04 Feb AUDIENCE REVIEW | Thur 4 Feb
The following review took place on Thursday the Fourth of February, 2016 during an audience of BABY by Doppelgangster. Co-produced by MKA | Theatre of New Writing. Presented in association with VAULT Festival.
It seems to me that the duty and desires of the audience are the greatest conflict in any spectatorial event. So it is, that we find them crammed into the front two rows at their first entry into the space, and then witness them magnanimously moving back to the third and indeed fourth rows when requested.
The ladies from Plunge Theatre certainly turn in a good observation in the second row, demonstrating a genuinely sensitive approach to their material. There is none of the clutching at pearls, meek whimpering, or stern glances and tut-tutting, that so often accompany a viewing such as this.
Nice to see Paul Beer, and his wife too. We’ve never noticed Paul in an audience before but he certainly holds his own, and has us wondering where he’s been until now. His wife is a gifted onlooker, in what is an unexpected and delightful debut. Great work, and the pair really hold things together in the final stages.
The guy in the deep red jumper reminds us of the little girl in Schindler’s List. He displays good smiling technique and appears genuinely worried when Tom begins to hug the audience. Truly at the height of his powers; a searing self-portrait from a magnificent spectator.
A couple of ladies at the back are just super, giving and giving and giving again. Like real life givers. The sort of magnetic peripheral viewing that revolves, satellite like, and then swoops down – a full moon – bathing in the illumination.

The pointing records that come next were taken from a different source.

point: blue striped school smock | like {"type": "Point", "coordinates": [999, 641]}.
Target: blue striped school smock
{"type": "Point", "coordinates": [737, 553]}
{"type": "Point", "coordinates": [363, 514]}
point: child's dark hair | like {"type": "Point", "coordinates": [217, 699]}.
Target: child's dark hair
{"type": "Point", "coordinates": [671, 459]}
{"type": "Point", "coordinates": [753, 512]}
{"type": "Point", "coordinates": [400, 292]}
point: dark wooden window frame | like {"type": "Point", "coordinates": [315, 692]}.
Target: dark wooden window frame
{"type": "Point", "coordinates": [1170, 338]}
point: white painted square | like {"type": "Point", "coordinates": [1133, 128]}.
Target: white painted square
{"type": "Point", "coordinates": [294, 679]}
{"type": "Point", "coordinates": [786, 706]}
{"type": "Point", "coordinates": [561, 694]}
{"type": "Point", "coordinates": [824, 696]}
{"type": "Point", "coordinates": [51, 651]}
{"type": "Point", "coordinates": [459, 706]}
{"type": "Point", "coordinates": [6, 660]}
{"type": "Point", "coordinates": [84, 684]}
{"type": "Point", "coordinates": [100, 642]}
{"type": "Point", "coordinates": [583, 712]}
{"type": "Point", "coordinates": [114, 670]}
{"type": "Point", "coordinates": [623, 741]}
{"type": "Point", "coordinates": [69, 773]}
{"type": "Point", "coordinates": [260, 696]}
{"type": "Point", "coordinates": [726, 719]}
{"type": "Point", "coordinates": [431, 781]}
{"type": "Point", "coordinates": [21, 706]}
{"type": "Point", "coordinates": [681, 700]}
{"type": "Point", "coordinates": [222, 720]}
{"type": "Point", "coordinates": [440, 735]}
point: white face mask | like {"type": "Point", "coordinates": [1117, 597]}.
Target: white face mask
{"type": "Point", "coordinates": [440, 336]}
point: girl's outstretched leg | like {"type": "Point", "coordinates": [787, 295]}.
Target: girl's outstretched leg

The man who gave a performer permission to sit on his lap and then expressed unique, interesting, and extreme discomfort, has trouble finding a connection with the moment, but the feeling from the cast and crew is one of sympathy rather than condemnation.
Is there a more potent symbol for the drama than the looking that takes place? It can only be said that this audience did indeed ‘look on’ for most the theatrical presentation. Breaks in their looking only served to emphasise their commitment to paying attention. I wouldn’t call them the best new audience of the year, but the devastating drama behind their work hints at hidden depths beneath the wild and rapid fire glancing.